Тогда произошло зрелище умилительное и беспримерное. Глуповцы вдруг воспрянули духом и сами совершили скромный подвиг собственного спасения. Перебивши и перетопивши целую уйму народа, они основательно заключили, что теперь в Глупове крамольного греха не осталось ни на эстолько. Уцелели только благонамеренные. Поэтому всякий смотрел всякому смело в глаза, зная, что его невозможно попрекнуть ни Клемантинкой, ни Раидкой, ни Матрешкой. Решили действовать единодушно и прежде всего снестись с пригородами. Как и следовало ожидать, первый выступил на сцену неустрашимый штаб-офицер.
— Сограждане! — начал он взволнованным голосом, но так как речь его была секретная, то весьма естественно, что никто ее не слыхал.
Тем не менее глуповцы прослезились и начали нудить помощника градоначальника, чтобы вновь принял бразды правления; но он, до поимки Дуньки, с твердостью от того отказался. Послышались в толпе вздохи; раздались восклицания: «Ах! согрешения наши великие!» — но помощник градоначальника был непоколебим.
— Атаманы-молодцы! в ком еще крамола осталась — выходи! — гаркнул голос из толпы.
Толпа молчала.
— Все очистились? — допрашивал тот же голос.
— Все! все! — загудела толпа.
— Крестись, братцы!
Все перекрестились, объявлено было против Дуньки толстопятой общее ополчение.
Пригороды между тем один за другим слали в Глупов самые утешительные отписки. Все единодушно соглашались, что крамолу следует вырвать с корнем и для начала прежде всего очистить самих себя. Особенно трогательна была отписка пригорода Полоумнова. «Точию же, братие, сами себя прилежно испытуйте, — писали тамошние посадские люди, — да в сердцах ваших гнездо крамольное не свиваемо будет, а будете здравы, и пред лицом начальственным не злокозненны, но добротщательны, достохвальны и прелюбезны». Когда читалась эта отписка, в толпе раздавались рыдания, а посадская жена Аксинья Гунявая, воспалившись ревностью великою, тут же высыпала из кошеля два двугривенных и положила основание капиталу, для поимки Дуньки предназначенному.
Но Дунька не сдавалась.
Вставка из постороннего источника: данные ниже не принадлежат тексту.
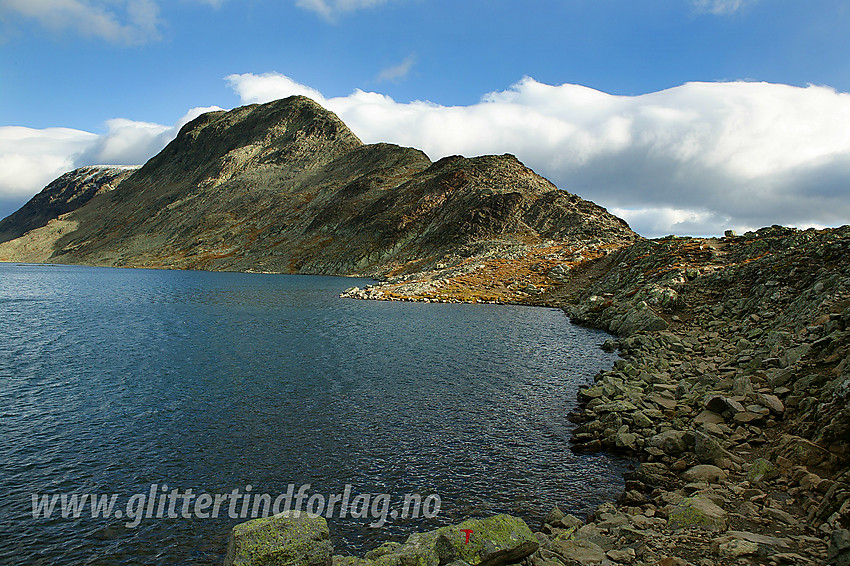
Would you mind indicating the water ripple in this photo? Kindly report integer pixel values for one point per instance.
(112, 380)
Она укрепилась на большом клоповном заводе и, вооружившись пушкой, стреляла из нее как из ружья.
— Ишь, шельма, каки́ артикулы пушкой выделывает! — говорили глуповцы, и не смели подступиться.
— Ах, съешь тя клопы! — восклицали другие.
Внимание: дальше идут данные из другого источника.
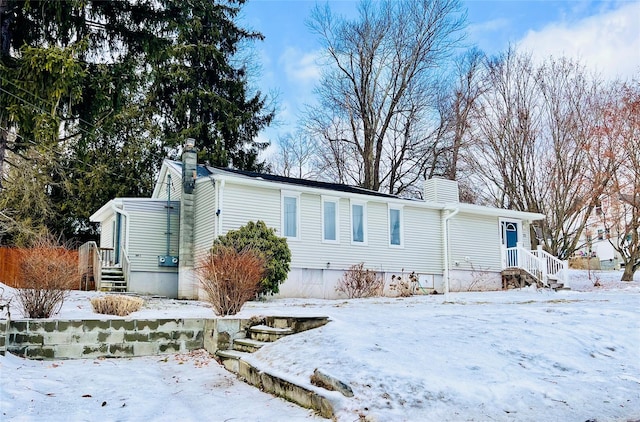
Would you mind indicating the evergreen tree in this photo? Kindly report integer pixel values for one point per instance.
(110, 88)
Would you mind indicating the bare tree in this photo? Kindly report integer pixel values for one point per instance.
(296, 156)
(534, 135)
(379, 86)
(621, 200)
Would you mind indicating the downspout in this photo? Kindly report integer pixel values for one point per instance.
(447, 214)
(126, 231)
(220, 198)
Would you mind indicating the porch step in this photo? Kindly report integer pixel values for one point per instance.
(247, 345)
(231, 359)
(270, 329)
(112, 280)
(265, 333)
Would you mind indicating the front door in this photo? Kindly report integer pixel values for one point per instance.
(510, 239)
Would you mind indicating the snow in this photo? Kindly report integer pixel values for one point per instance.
(519, 355)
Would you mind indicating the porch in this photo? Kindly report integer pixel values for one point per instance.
(101, 269)
(526, 267)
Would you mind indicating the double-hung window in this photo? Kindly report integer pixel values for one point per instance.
(291, 215)
(395, 226)
(358, 222)
(330, 226)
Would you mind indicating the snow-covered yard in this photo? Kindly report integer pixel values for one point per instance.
(522, 355)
Но и клопы были с нею как будто заодно. Она целыми тучами выпускала их против осаждающих, которые в ужасе разбегались. Решили обороняться от них варом, и средство это как будто помогло. Действительно, вылазки клопов прекратились, но подступиться к избе все-таки было невозможно, потому что клопы стояли там стена стеною, да и пушка продолжала действовать смертоносно. Пытались было зажечь клоповный завод, но в действиях осаждающих было мало единомыслия, так как никто не хотел взять на себя обязанность руководить ими, — и попытка не удалась.